10 ways to get the protein you need (without eating meat)

Similar to carbohydrates and fats, proteins are classified as “macronutrients,” which simply means that our body needs them in significant amounts to function normally. Unlike carbohydrates and fats, the body does not have “relief supplies” when the body’s nutrient levels are depleted. Therefore, we must be proactive to ensure that our body receives enough.

Meats contain some of the highest amounts of protein, and are widely consumed on a frequent basis. However, many people – for a number of reasons – do not eat meat. Therefore, it is necessary that these people find other ways to consume these essential macronutrients. Fortunately, there are a multitude of ways to eat without eating meat.

HERE ARE 10 WAYS TO GET PROTEINS WITHOUT EAT MEAT:

1. NUTS

Almonds, cashews, hazelnuts, peanuts and pecans will all do the trick. Peanut butter is another delicacy that contains a good amount of protein – about 4 grams per tablespoon. Almond butter is also a good choice.

The only drawback of nuts is their sodium content; although these concerns are negligible when consumed in moderation.

2. THE PEAS

Peas are tasty, easy to prepare, and contain a lot of good vitamins and nutrients (ie “micronutrients”). A cup of peas contains about the same amount of protein as the same serving of milk – about 8 grams!

3. TOFU AND TEMPEH

Soy products, such as tofu and tempeh, are among the favorites of vegetarians. Half a cup of tofu and tempeh contains between 15 and 20 grams of protein, which is about half the recommended daily amount.
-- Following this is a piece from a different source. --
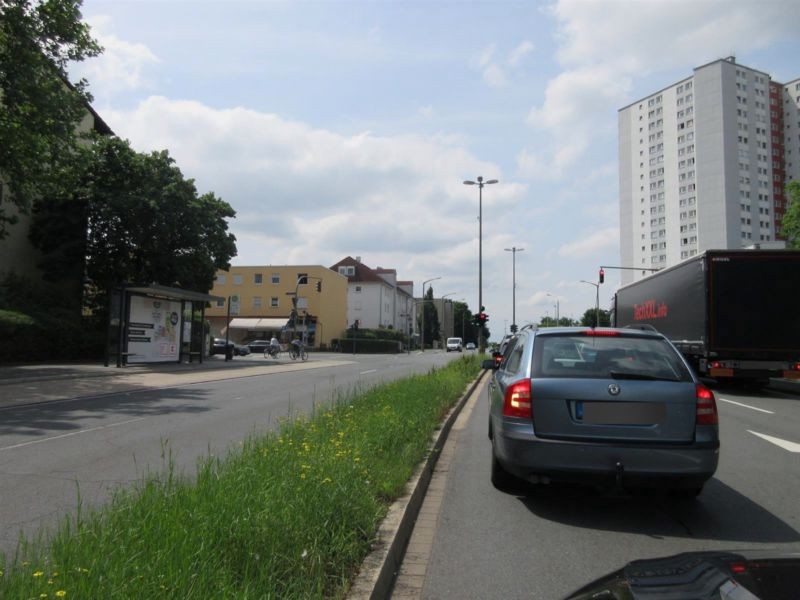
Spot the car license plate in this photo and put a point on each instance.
(620, 413)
Both products are also versatile in texture; they can be sweet or firm, fried or served natures.

4. VEGETABLE VEGETABLES

Most natural vegetables do not contain as much as other foods on this list, but some leafy vegetables contain significant amounts. A cup of chopped broccoli, for example, contains more than 8 grams of protein. In addition, green leafy vegetables are rich in antioxidants and other important nutrients.

5. SOY MILK

The amount of protein per serving in soy milk is almost equivalent to cow’s milk, about 8 grams per cup. Soymilk (or almond milk) are delicious alternatives to cow’s milk. It can be consumed in the same way as cow’s milk.

6. SEEDS

Sesame, sunflower, squash and watermelon seeds are all great sources of protein. However, all seeds are likely to contain significant amounts of protein. Most seeds contain about 30 grams of protein per 100 gram serving.

7. SPINACH

It turns out that Popeye turned to spinach for a good reason.By serving 100 calories, spinach contains about 12 grams of protein. Comparatively, it’s more than ground beef that contains 10 grams per 100 calories.

8. THE LENSES

Lentils are the staple of many vegans. Not only do the lenses contain many proteins (9 grams / ½ cup), but they are also high in fiber, containing about 15 grams per half cup.

9. THE SEITAN

Seitan is a substitute for meat that is very popular among vegetarians. Made from wheat gluten, seitan is often seasoned with salt and other spices. More importantly, seitan is an excellent source of protein: about 35 grams per half-cup serving.

10. BEANS

Beans are very high in protein, especially black beans and chickpeas. Many vegans love soy burgers – an unconventional but tasty alternative burger.